Discount rate used in the NICE appraisal reports for gene therapies

Eight gene therapies were evaluated by NICE until April 2023. The reference case discount rate of 3.5 percent was applied for all products, except for Zolgensma®, for which a non-reference discount rate of 1.5 percent was applied. Uncertainties in the maintenance of long-term benefits constituted the major reason for rejecting the non-reference case discount rate. Moreover, NICE was skeptical about whether people receiving Strimvelis® and Luxturna® would be considered to have “normal or near-normal health,” thus they claimed that both discount rates of 3.5 percent and 1.5 percent were taken into consideration. Additionally, NICE were also concerned that Libmeldy® as a single treatment will incur irrecoverable costs to National Health Service (NHS), combined with the ongoing costs of downstream treatments. Despite the significant uncertainties in the maintenance of long-term benefits and the debates around the capacity to achieve normal or near-normal health were also present for Zolgensma®, NICE decided a 1.5 percent discount rate was appropriate because of its potential for substantial long-term gains that may enable a higher quality of life for patients with SMA I and certain subgroup patients of SMA II. Advocacy from patient groups and clinical experts on the potential clinical benefits brought by Zolgensma® seems to greatly promote the application of 1.5 percent discount rate, stating that even if independent walking is not achieved in patients receiving Zolgensma® treatment, people who can sit independently can have a higher quality of life. The detailed information on the NICE evaluation of gene therapies is presented in Table 2.

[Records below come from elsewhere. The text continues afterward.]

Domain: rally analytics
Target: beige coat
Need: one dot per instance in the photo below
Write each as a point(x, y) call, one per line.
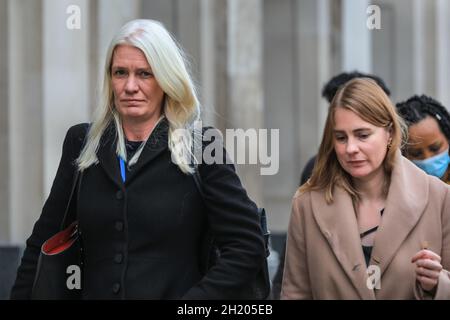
point(324, 258)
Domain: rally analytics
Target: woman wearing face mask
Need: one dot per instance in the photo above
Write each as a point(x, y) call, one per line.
point(368, 224)
point(429, 135)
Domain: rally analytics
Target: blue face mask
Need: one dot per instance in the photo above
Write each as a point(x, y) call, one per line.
point(435, 166)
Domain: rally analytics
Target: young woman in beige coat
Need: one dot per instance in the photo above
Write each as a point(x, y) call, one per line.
point(368, 224)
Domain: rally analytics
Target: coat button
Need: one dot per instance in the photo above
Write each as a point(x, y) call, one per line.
point(118, 258)
point(116, 288)
point(119, 225)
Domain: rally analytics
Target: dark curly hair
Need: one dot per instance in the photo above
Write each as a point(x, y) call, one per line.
point(335, 83)
point(417, 108)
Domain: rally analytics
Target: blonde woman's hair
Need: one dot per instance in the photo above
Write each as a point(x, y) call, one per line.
point(169, 66)
point(367, 100)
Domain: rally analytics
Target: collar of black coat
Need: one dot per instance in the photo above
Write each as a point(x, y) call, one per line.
point(107, 157)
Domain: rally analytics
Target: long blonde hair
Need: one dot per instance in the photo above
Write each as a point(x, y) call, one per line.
point(181, 105)
point(366, 99)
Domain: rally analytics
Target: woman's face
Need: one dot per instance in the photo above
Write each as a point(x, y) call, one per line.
point(360, 146)
point(425, 140)
point(137, 94)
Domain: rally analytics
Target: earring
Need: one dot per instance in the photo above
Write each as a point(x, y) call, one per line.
point(389, 144)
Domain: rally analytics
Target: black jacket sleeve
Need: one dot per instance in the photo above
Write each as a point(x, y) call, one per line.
point(52, 213)
point(234, 222)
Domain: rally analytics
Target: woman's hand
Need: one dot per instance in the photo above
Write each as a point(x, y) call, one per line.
point(428, 268)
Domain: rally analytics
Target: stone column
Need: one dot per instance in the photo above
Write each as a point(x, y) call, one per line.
point(66, 76)
point(207, 61)
point(424, 33)
point(25, 126)
point(356, 37)
point(246, 104)
point(4, 125)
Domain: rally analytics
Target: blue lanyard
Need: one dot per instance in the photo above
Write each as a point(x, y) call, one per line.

Table 2. NICE evaluation for the gene therapies

CDF, cancer drug fund; HS, highly specialized technology; HSCT, hematopoietic stem cell transplant; ICER, incremental cost-effectiveness ratio; QALY, quality-adjusted life year; SMA, spinal muscular atrophy.

Impact of the discount rate: a hypothetical example

Gene therapies are generally associated with high upfront cost and substantial long-term benefits, implying that discount rate will have significant impacts on their cost-effectiveness results (Reference Hettle, Corbett and Hinde44;Reference Coyle, Durand-Zaleski and Farrington48;Reference Jorgensen, Servos and Kefalas49). For instance, assuming a hypothetic gene therapy costs $1million for one-time administration for one person, and it constantly generates one unit of benefit annually. As showed in the Figure 3, compared to no discount rate, using 5 percent discount rate will result in an 18.92 percent, 34.57 percent, 46.20 percent, 54.96 percent, 61.66 percent decrease in the total benefits gained for the time horizon of 10 years, 20 years, 30 years, 40 years, and 50 years, respectively. The difference in the total benefits gained will become larger with the increase of discount rate used and the prolongation of time horizon. Considering the one-time treatment costs for gene therapies that are incurred at the initiation of project will not be discounted, the substantial change in the valuation of health benefits will significantly affect the cost-effectiveness estimates. In general, a lower discount rate will result in more favorable ICERs for gene therapies (Reference Drummond, Neumann and Sullivan50). As showed in the Figure 3, compared to no discount rate, using 5 percent discount rate will result in a 23.34 percent, 52.84 percent, 85.86 percent, 122.01 percent, 160.84 percent increase in the ICERs for the time horizon of 10 years, 20 years, 30 years, 40 years, and 50 years, respectively (Figure 3).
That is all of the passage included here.